ECLI:NL:RBOVE:2023:4250

Rechtbank Overijssel

Datum uitspraak
24 oktober 2023
Publicatiedatum
27 oktober 2023
Zaaknummer
10456209 \ CV EXPL 23-1494
Instantie
Rechtbank Overijssel
Type
Uitspraak
Rechtsgebied
Civiel recht
Procedures
  • Eerste aanleg - enkelvoudig
Vindplaatsen
  • Rechtspraak.nl
AI samenvatting door LexboostAutomatisch gegenereerd

Vordering tot terugbetaling van schilderwerk door gedaagde na stopzetting van werkzaamheden

In deze civiele zaak heeft de kantonrechter van de Rechtbank Overijssel op 24 oktober 2023 uitspraak gedaan in een geschil tussen eiser en gedaagde over een overeenkomst voor schilderwerk.

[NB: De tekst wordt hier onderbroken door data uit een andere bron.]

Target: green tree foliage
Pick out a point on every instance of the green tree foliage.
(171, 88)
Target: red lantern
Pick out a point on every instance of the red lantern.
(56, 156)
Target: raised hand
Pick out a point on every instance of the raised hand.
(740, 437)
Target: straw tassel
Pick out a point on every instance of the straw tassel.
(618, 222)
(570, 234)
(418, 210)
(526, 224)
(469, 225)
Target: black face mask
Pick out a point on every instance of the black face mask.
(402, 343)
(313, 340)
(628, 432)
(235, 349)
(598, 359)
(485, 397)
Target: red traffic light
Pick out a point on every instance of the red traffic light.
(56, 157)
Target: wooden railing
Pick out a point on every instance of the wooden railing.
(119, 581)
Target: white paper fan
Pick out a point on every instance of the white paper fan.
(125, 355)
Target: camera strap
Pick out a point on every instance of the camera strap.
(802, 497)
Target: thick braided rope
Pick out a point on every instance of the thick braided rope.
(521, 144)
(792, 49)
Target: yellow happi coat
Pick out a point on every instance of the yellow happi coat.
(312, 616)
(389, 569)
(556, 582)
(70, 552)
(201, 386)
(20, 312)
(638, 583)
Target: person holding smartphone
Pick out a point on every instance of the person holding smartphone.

Eiser had gedaagde ingehuurd voor schilderwerk aan haar woning, maar gedaagde stopte zijn werkzaamheden voordat het werk was voltooid. Eiser had het volledige bedrag van het contract, € 12.698,88, betaald, maar eiste terugbetaling van een deel van dit bedrag, omdat zij ontevreden was over het opgeleverde werk. Gedaagde bood aan om het bedrag in termijnen terug te betalen, maar eiser ging hier niet mee akkoord.

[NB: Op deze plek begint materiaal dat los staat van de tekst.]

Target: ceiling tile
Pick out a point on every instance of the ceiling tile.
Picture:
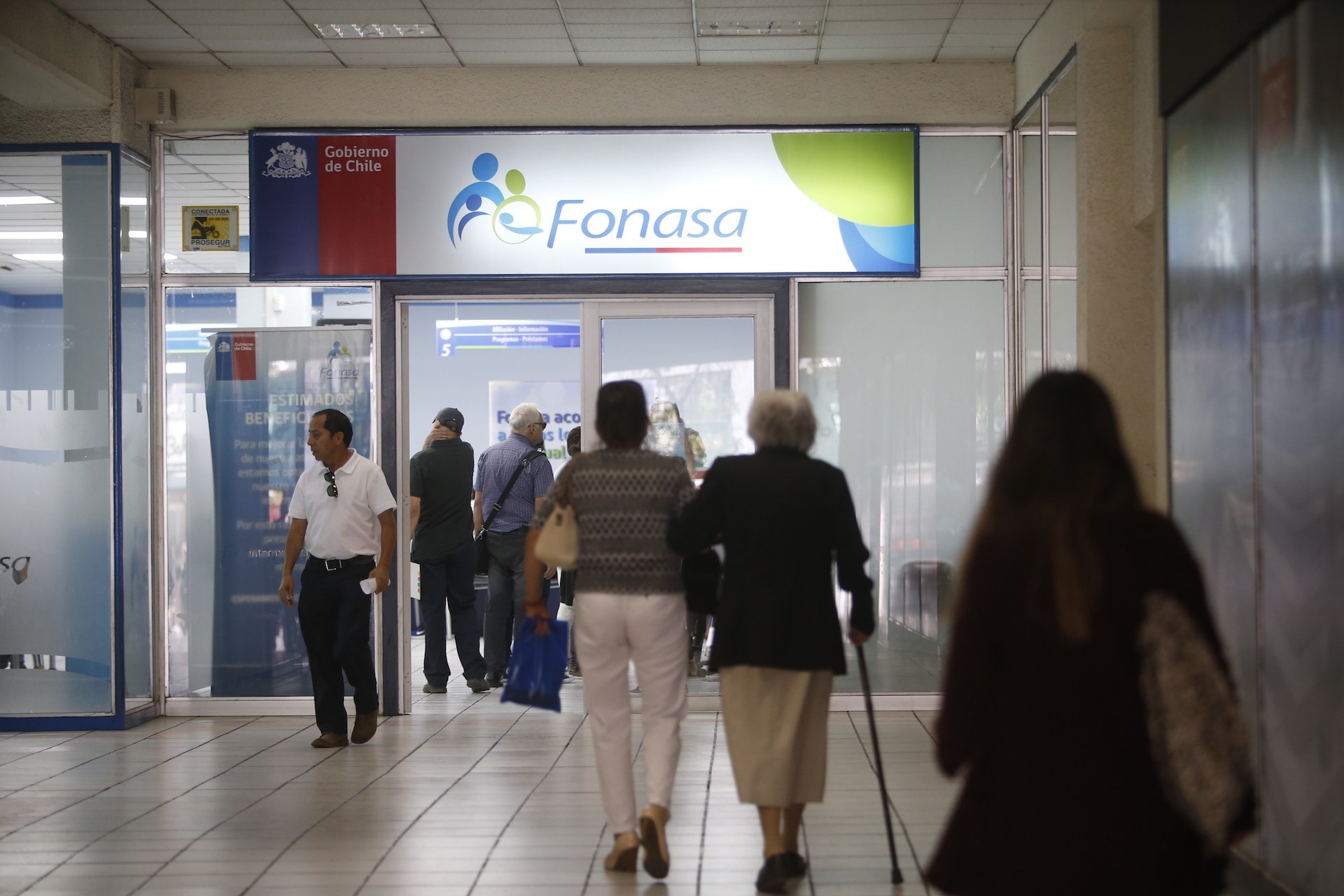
(454, 33)
(216, 4)
(758, 43)
(983, 41)
(624, 4)
(496, 16)
(403, 14)
(286, 59)
(765, 13)
(629, 45)
(190, 18)
(992, 26)
(1002, 11)
(491, 45)
(645, 58)
(889, 41)
(178, 59)
(358, 6)
(71, 6)
(626, 16)
(519, 58)
(268, 45)
(388, 61)
(976, 54)
(489, 4)
(892, 11)
(648, 30)
(772, 57)
(246, 33)
(904, 26)
(387, 46)
(162, 45)
(907, 54)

De kantonrechter oordeelde dat gedaagde € 4.814,94 aan eiser moest terugbetalen, wat overeenkomt met de kosten van het nog niet afgeronde schilderwerk. De rechter stelde vast dat er geen sprake was van overmacht en dat de overeenkomst niet door eiser was ontbonden. De kantonrechter concludeerde dat eiser recht had op terugbetaling op basis van de opzegging van de overeenkomst, omdat er een vertrouwensbreuk was ontstaan tussen partijen. Eiser had ook recht op vergoeding van buitengerechtelijke incassokosten en proceskosten, die door gedaagde moesten worden vergoed.

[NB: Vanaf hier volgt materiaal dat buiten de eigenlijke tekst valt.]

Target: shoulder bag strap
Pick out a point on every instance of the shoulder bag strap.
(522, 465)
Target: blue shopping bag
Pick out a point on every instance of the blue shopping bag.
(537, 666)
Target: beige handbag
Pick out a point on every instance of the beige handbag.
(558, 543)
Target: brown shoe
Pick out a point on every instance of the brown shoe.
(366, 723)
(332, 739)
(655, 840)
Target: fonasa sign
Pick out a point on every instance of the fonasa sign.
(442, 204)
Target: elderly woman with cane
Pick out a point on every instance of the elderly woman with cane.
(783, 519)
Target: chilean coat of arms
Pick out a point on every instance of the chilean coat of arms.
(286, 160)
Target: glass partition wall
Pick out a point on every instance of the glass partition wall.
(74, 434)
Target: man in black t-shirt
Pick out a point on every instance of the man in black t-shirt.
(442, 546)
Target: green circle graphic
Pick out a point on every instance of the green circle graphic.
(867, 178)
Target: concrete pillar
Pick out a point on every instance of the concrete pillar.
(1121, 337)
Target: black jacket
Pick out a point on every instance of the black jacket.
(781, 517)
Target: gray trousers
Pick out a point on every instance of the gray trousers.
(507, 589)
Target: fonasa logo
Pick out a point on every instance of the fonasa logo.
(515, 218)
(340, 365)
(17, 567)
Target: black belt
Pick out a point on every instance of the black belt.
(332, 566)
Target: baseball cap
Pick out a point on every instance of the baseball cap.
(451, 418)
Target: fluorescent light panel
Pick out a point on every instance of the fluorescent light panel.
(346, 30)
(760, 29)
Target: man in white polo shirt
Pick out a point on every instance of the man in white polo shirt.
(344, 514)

De uitspraak benadrukt de verplichtingen van partijen onder een overeenkomst van aanneming van werk en de gevolgen van het niet nakomen van deze verplichtingen. De rechter heeft de vordering van eiser grotendeels toegewezen, met uitzondering van de rente over de proces- en nakosten, omdat deze niet expliciet waren gevorderd.

Uitspraak

RECHTBANKOVERIJSSEL
Civiel recht
Kantonrechter
Zittingsplaats Zwolle
Zaaknummer: 10456209 \ CV EXPL 23-1494
Vonnis van 24 oktober 2023
in de zaak van
[eiser],
te [woonplaats 1],
eisende partij,
hierna te noemen: [eiser],
gemachtigde: mr. B. Visser,
tegen
[gedaagde],
te [woonplaats 2],
gedaagde partij,
hierna te noemen: [gedaagde],
procederend in persoon.

1.De procedure

1.1.
Het verloop van de procedure blijkt uit:
- het tussenvonnis van 13 juni 2023,
- de akte met producties van [eiser],
- de mondelinge behandeling van 7 september 2023, waarvan door de griffier aantekeningen zijn gemaakt.
1.2.
Ten slotte is vonnis bepaald.

2.Waar gaat deze zaak over?

2.1.
[gedaagde] had met [eiser] afgesproken dat hij haar woning zou schilderen. De werkzaamheden werden verspreid over drie jaren. [gedaagde] is in 2022 gestopt met zijn schildersbedrijf. Hij was op dat moment nog niet klaar met het schilderen van de woning van [eiser], terwijl zij al wel de volledige aanneemsom had betaald. [gedaagde] heeft [eiser] daarom voorgesteld om een deel van het bedrag in termijnen terug te betalen, maar daar is zij niet mee akkoord gegaan. [eiser] wil meer geld terug van [gedaagde], omdat zij ontevreden is over het opgeleverde werk. [gedaagde] heeft op enig moment aangeboden het werk alsnog af te ronden, maar dat heeft [eiser] geweigerd.
2.2.
De kantonrechter wijst de vordering van [eiser] voor een deel toe, namelijk voor € 4.814,94. Dit bedrag staat gelijk aan de kosten van het nog niet afgeronde schilderwerk. De kantonrechter zal hierna uitleggen hoe zij tot dit oordeel is gekomen.

3.De feiten

3.1.
[gedaagde] was eigenaar van [bedrijf].
3.2.
[gedaagde] is in april 2015 met [eiser] overeengekomen dat hij, tegen betaling van
€ 12.698,88, gedurende drie jaar schilderwerkzaamheden zou verrichten aan haar woning.
Het bedrag zou in termijnen worden betaald. Dat is eerst ook gebeurd, maar [eiser] heeft in 2017 het resterende bedrag, te weten € 4.814,94, op eigen initiatief in één keer overgemaakt.
3.3.
In het contract van partijen staat, voor zover relevant:
Artikel 1. Regeling van werk
B.Afgesproken is dat, indien er sprake is van overmacht ( ziekte, ontslag etc ) van één van beide partijen het contract direct kan worden ontbonden. (…)
C.Indien het contract door bovengenoemde komt te vervallen, is er afgesproken dat de delen die al gedaan zijn betaald dienen te worden of indien er meer is overgemaakt aan geld dan werk is uitgevoerd, geld zal worden teruggegeven.”
3.4.
[gedaagde] heeft in 2015 en 2016 een deel van de woning van [eiser] geschilderd. Op verzoek van [eiser] heeft [gedaagde] in 2017 zijn werkzaamheden onderbroken, omdat zij de benedenverdieping wilde verbouwen en het schilderwerk daarna wilde laten plaatsvinden.
3.5.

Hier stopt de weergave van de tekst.